Correr contra el viento.


El día que naciste, la nieve no caía del cielo, sino que el viento la arrasaba de lado, blanqueando la ciudad horizontalmente. Los lugareños, convertidos en figuras desdibujadas de un cuadro mal colgado, avanzaban a ciegas intentando orientarse en un mundo en el que la noción de arriba y abajo había quedado suspendida por tiempo indefinido.
El temporal era tal que el médico estuvo a punto de no asistir al parto. Sin esperarlo, te abriste paso con tenacidad hasta aplacar los aullidos rabiosos de la ventisca con berrido de huracanes recién estrenados.

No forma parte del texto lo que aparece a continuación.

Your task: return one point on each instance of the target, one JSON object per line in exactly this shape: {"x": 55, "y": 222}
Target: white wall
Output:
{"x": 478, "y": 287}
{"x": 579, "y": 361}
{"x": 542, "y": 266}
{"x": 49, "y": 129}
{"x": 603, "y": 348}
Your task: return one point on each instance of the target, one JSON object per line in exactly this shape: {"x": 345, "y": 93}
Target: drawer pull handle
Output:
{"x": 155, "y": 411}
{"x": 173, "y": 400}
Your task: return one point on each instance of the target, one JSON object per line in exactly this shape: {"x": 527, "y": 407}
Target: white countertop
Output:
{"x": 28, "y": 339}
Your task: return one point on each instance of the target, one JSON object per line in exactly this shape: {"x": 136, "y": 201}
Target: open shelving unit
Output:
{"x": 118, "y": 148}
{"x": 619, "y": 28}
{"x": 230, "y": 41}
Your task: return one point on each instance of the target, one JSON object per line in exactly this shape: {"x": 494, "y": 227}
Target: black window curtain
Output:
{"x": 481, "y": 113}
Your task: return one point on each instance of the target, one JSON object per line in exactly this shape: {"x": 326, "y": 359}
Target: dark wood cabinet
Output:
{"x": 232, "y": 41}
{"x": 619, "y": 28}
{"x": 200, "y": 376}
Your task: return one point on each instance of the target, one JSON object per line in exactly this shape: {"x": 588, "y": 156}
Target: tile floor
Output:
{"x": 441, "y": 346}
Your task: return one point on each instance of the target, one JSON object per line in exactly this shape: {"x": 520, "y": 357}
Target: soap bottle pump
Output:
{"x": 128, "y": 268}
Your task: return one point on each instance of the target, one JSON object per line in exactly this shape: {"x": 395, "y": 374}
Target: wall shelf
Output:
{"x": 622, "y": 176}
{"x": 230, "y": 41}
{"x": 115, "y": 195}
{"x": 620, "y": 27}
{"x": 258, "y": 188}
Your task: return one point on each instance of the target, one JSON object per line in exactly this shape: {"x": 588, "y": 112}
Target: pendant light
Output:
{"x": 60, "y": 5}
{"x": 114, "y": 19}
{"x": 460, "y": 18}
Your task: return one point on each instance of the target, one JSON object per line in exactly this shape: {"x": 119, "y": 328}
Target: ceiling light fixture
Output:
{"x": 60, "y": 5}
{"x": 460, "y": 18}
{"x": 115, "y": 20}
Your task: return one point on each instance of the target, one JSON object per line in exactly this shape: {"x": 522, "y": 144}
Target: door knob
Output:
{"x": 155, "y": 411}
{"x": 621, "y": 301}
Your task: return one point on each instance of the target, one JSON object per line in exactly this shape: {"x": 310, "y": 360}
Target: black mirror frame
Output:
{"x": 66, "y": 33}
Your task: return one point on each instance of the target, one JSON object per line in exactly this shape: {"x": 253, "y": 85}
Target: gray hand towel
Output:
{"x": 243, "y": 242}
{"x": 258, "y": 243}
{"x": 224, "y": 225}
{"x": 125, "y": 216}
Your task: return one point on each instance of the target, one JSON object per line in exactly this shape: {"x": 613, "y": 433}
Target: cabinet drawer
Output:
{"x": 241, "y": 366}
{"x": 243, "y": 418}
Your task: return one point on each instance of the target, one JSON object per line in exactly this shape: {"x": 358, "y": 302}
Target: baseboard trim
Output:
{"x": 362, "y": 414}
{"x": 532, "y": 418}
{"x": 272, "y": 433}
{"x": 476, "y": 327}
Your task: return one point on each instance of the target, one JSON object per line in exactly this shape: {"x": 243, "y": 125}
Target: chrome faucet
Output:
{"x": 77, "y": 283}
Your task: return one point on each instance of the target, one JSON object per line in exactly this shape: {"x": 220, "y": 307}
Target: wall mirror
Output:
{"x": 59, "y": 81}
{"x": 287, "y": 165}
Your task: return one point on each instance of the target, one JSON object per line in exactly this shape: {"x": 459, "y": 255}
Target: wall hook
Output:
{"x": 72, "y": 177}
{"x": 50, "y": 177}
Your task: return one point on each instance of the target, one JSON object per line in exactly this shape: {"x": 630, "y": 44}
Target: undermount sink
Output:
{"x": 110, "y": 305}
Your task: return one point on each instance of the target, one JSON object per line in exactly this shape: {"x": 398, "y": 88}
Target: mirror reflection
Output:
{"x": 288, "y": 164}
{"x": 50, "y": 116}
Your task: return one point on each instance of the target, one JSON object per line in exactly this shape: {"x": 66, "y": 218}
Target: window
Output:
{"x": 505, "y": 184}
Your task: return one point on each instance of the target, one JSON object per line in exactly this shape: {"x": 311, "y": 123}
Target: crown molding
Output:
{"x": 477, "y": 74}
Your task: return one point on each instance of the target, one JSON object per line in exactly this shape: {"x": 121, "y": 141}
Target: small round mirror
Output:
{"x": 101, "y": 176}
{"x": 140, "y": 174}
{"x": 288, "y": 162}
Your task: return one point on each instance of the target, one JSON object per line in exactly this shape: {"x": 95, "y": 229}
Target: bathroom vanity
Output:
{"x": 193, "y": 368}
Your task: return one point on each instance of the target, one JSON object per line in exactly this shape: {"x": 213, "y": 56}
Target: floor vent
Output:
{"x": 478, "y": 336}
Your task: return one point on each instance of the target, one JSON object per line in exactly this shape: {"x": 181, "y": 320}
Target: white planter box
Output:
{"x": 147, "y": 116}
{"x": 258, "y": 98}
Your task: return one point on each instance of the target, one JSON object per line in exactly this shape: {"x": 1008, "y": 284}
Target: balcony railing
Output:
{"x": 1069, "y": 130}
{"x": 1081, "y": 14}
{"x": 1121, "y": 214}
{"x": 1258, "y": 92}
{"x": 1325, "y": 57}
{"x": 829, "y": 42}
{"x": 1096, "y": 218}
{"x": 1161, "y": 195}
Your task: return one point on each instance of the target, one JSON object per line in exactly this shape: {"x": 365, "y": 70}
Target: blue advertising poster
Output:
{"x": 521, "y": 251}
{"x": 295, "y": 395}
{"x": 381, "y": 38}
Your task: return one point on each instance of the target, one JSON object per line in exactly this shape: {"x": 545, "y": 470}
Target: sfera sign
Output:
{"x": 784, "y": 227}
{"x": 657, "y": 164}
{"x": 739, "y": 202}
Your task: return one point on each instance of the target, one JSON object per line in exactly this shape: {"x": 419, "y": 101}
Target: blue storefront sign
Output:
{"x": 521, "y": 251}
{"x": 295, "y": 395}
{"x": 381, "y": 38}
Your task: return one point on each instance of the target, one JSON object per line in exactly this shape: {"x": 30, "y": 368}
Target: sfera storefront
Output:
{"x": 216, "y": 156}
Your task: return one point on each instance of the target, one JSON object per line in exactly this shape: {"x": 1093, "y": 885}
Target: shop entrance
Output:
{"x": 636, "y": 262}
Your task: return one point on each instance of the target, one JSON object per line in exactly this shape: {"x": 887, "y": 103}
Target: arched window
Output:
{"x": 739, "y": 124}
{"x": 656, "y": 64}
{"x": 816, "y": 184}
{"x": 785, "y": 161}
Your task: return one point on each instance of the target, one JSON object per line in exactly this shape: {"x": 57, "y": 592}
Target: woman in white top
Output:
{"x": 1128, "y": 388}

Imitando a la brisa que se cuela entre los pinos, aprendiste a silbar. Montado en bicicleta, le jugaste carreras a las ráfagas más ágiles y sobre tu piel quedaron las cicatrices de las veces que la geografía te recordó que el cuerpo humano carga con la desventaja de tener peso y no es inmune a la fuerza de la gravedad.
Te lanzaste tras sus chiflidos y remolinos por senderos, montañas y ríos. Llenaste tus pulmones con el oxígeno patagónico más puro, refrescaste tu cuerpo en las más límpidas corrientes y dormiste debajo de árboles que no recordaban haber visto otro hombre. Y el viento veló tus sueños.
Les diste a tus retoños un soplo de vida y en tus brazos acunaste apenas un retazo de su infancia.
Luego, el cielo se puso celoso de esos ojos celestes que le quitaban majestuosidad. Las aguas envidiaron la limpidez de tu mirada. La nieve se sintió opacada por el brillo de tus pupilas.
Y reclamaron tu presencia junto a ellos.
El viento estuvo de luto y dejó que el silencio se adueñara del paisaje. Para qué correr desbocado si ya no tenía quién lo persiguiera ni lo buscara entre cerros y quebradas, montado en su bicicleta, silbando bajito.
Se hizo presente con una ráfaga tibia de otoño para llevarte consigo hacia las cumbres nunca exploradas de volcanes extintos. Desde allí, agazapado, espera la ocasión para lanzarse furioso sobre nosotros, apenas figuras desdibujadas de un cuadro eternamente mal colgado.
Cada vez que su beso helado me golpea la cara, me alborota el cabello y me cosquillea la nariz, te escucho claro gritándome al oído que allí te quedas. Que allí esperas. Que nunca te has ido.